Diferente do que foi feito no terço final do premiado “Guerra ao Terror” na abordagem da rotina de um ex-militar que se torna incapaz de se reconectar com sua vida pregressa, a opção aqui é jogar para longe qualquer sutileza e apostar numa ciranda tragicômica – na qual as decisões estéticas evidenciam ainda mais o foco em primeira pessoa – entre o retrato dos efeitos do vício e a consequente necessidade de dinheiro que transforma o protagonista num improvável assaltante de bancos.

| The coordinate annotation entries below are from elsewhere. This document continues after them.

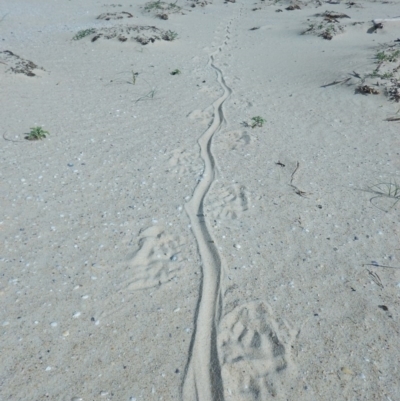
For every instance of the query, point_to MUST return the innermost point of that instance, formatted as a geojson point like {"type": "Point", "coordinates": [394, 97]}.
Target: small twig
{"type": "Point", "coordinates": [294, 172]}
{"type": "Point", "coordinates": [375, 278]}
{"type": "Point", "coordinates": [336, 83]}
{"type": "Point", "coordinates": [297, 190]}
{"type": "Point", "coordinates": [378, 265]}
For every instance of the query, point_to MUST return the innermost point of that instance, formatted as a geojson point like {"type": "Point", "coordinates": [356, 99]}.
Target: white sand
{"type": "Point", "coordinates": [153, 247]}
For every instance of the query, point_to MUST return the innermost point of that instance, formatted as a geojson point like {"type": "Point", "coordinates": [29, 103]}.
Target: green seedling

Pretensioso na maior parte de sua longa rodagem e com um final que mais se assemelha a um videoclipe criado de última hora para acelerar uma solução, “Cherry – Inocência Perdida” é bagunçado na administração de seus vários intuitos, sendo o principal deles mostrar a guerra infinita travada na mente de quem viu os maiores horrores em combates sem sentido. Ao menos, esse tour de force (inclusive para o espectador) serve para confirmar Tom Holland como um ator de primeira grandeza. Assim como se viu em “O Diabo de Cada Dia”, o ator se sobressai dentro de uma história que se acha muito mais profunda do que realmente é e ainda consegue sair ileso dos golpes narrativos vindos das mãos pesadas de uma dupla de seres superpoderosos que deveriam atuar como seus aliados.
Nem Vale Ver!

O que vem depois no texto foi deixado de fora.